BIRD implements multiple internal routing tables of various types to which the supported protocols connect. Most of these protocols import network routes to these internal routing tables and also export network routes from these internal routing tables to the given protocol. This way information about network routes is exchanged among different routing protocols.

Using the kernel protocol this internal routing table may be connected to the actual kernel routing table. This allows BIRD to export network routes from its internal routing table to the kernel routing table and optionally also learn about network routes from the kernel routing table (created externally by the administrator or by other means) and import these routes into its internal routing table.

Filters may be used to control what network routes are imported into the internal routing table or exported to the given protocol. Network routes may be accepted, rejected or modified using filters.
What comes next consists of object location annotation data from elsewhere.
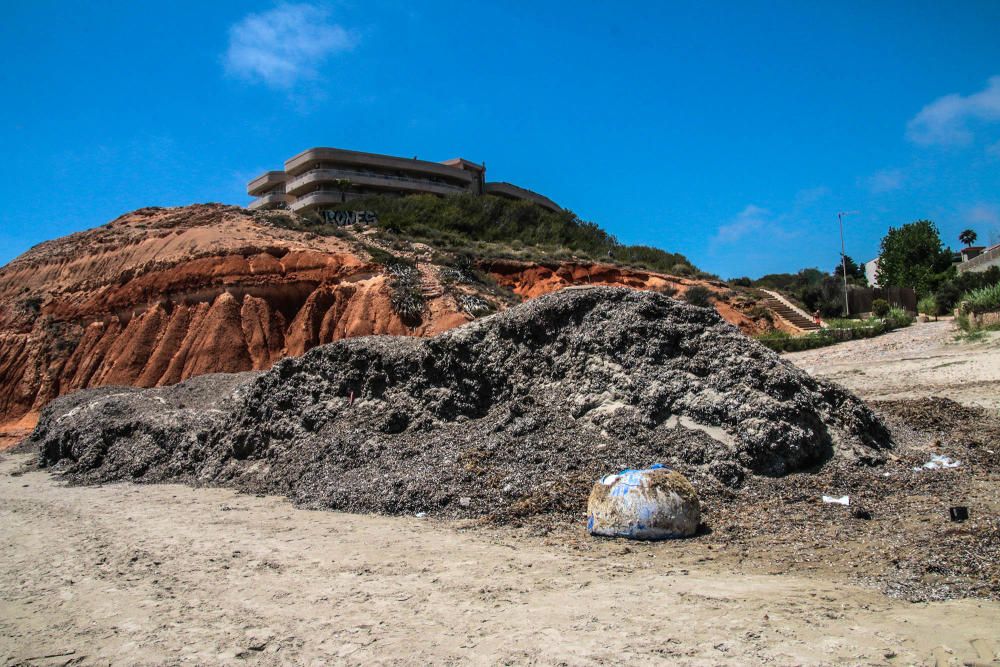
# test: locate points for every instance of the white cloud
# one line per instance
(885, 180)
(751, 219)
(983, 214)
(945, 120)
(285, 45)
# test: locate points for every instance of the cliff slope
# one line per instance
(160, 295)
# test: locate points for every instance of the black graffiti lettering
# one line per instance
(345, 218)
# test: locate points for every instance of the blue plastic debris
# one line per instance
(652, 503)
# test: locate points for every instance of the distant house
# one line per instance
(978, 258)
(871, 268)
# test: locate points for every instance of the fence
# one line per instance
(861, 298)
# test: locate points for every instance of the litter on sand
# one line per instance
(939, 461)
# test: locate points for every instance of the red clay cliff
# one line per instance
(159, 295)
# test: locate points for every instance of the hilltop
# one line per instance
(163, 294)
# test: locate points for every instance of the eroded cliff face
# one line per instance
(160, 295)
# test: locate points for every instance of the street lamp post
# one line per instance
(843, 259)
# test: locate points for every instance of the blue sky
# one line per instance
(732, 132)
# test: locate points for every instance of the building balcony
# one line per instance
(269, 200)
(266, 182)
(312, 158)
(310, 180)
(311, 200)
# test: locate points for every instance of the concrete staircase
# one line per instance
(796, 317)
(429, 285)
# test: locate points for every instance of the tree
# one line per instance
(968, 237)
(913, 256)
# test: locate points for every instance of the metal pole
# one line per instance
(843, 263)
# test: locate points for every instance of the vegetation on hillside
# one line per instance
(839, 330)
(496, 227)
(811, 288)
(913, 256)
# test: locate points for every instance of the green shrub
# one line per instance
(984, 299)
(897, 318)
(928, 306)
(494, 223)
(699, 296)
(667, 290)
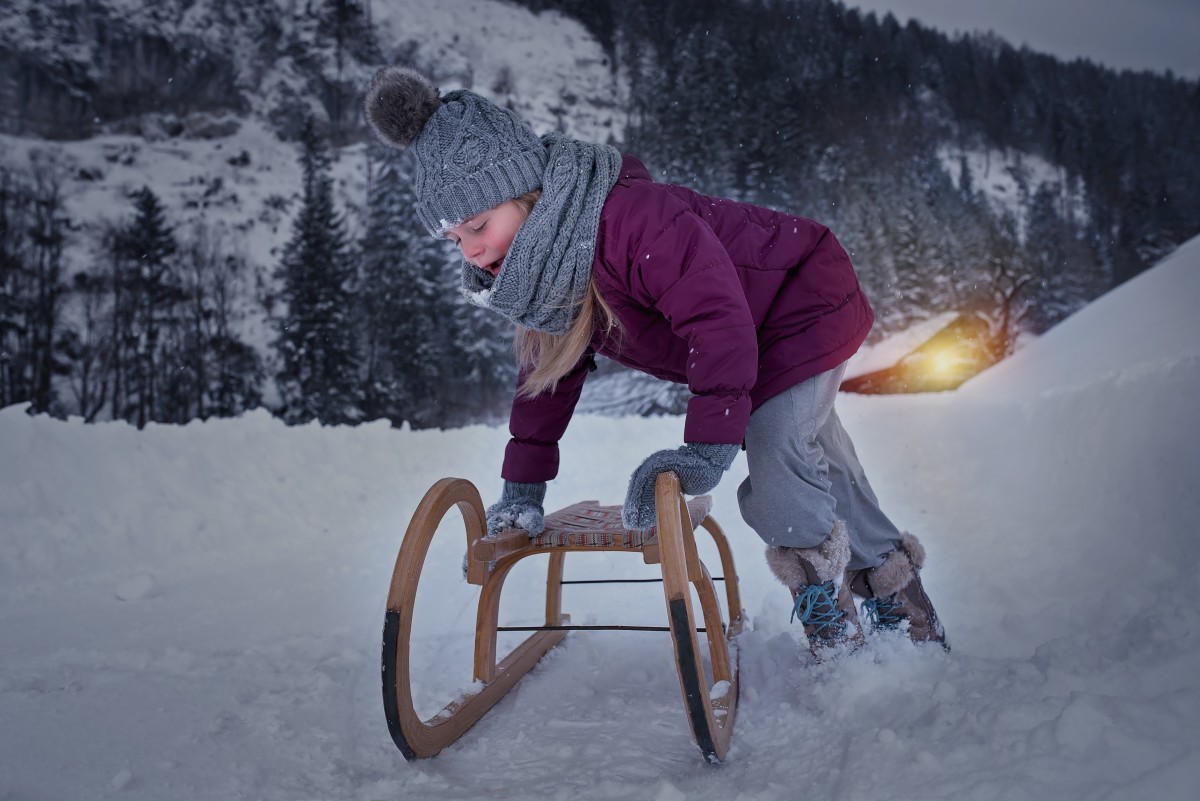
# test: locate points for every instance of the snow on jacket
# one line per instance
(737, 301)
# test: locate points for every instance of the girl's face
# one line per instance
(485, 238)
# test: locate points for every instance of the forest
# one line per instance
(857, 121)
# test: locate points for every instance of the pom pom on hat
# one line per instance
(399, 104)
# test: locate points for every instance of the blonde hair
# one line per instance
(551, 355)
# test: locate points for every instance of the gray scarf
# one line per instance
(549, 266)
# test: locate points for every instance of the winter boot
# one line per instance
(820, 596)
(894, 594)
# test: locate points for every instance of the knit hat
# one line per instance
(471, 154)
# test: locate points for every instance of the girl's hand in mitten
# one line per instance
(520, 507)
(699, 467)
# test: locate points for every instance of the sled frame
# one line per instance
(672, 546)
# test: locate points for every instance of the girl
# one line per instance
(755, 309)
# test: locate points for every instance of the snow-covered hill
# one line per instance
(195, 612)
(231, 166)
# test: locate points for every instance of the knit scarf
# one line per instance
(549, 265)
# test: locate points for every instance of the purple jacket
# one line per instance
(736, 301)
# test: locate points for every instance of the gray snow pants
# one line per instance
(804, 474)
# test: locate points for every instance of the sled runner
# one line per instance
(585, 527)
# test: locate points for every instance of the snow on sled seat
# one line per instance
(709, 694)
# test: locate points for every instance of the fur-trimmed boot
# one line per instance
(894, 594)
(821, 597)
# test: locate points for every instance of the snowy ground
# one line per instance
(195, 612)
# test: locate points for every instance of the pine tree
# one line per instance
(317, 335)
(402, 301)
(147, 285)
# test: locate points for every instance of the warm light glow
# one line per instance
(945, 362)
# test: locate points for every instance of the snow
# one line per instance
(1008, 179)
(195, 612)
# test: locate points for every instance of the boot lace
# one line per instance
(885, 613)
(816, 607)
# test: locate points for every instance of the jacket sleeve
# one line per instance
(681, 269)
(538, 423)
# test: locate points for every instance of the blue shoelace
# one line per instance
(883, 613)
(817, 607)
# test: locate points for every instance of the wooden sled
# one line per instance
(585, 527)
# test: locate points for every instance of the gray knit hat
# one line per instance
(471, 154)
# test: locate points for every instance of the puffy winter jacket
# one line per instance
(737, 301)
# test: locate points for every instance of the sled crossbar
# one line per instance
(624, 580)
(708, 678)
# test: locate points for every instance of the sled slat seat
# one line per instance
(585, 525)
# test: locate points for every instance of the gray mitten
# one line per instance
(697, 464)
(520, 507)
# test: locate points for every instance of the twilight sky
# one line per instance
(1122, 34)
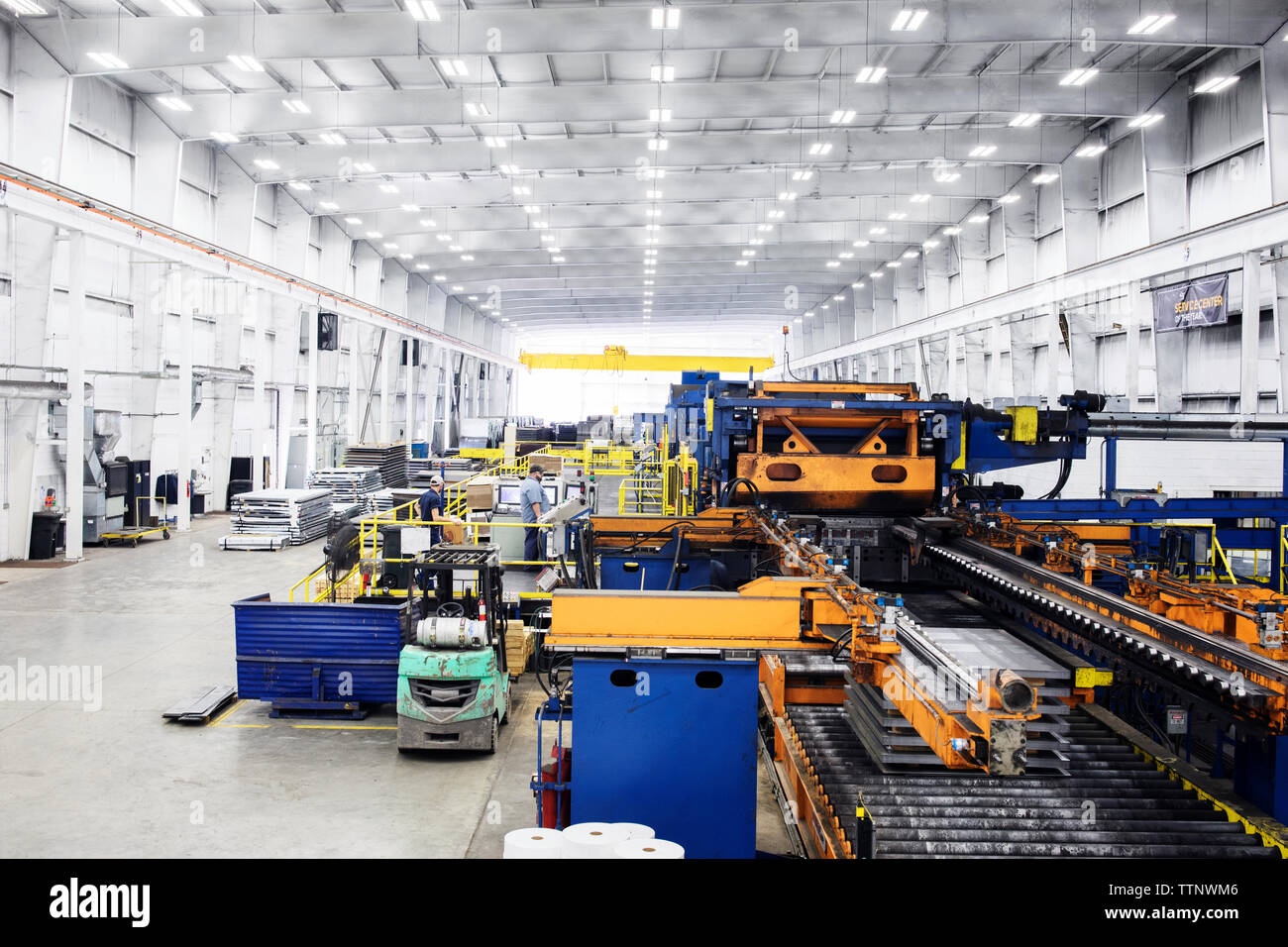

BIRD also supports multiple internal routing tables of the same type and multiple instances of supported protocol types. Protocols may be connected to different internal routing tables, these internal routing tables may exchange information about network routes they contain (controlled by filters) and each of these internal routing tables may be connected to a different kernel routing table thus allowing for policy routing.

Configuration is done by editing the configuration file and telling BIRD to reconfigure itself. BIRD changes to the new configuration without the need to restart the daemon itself and restarts reconfigured protocols only if necessary. There is also an option to do a soft reconfiguration, which doesn't restart protocols but may leave some stale information such as changed filters not filtering out already exported network routes.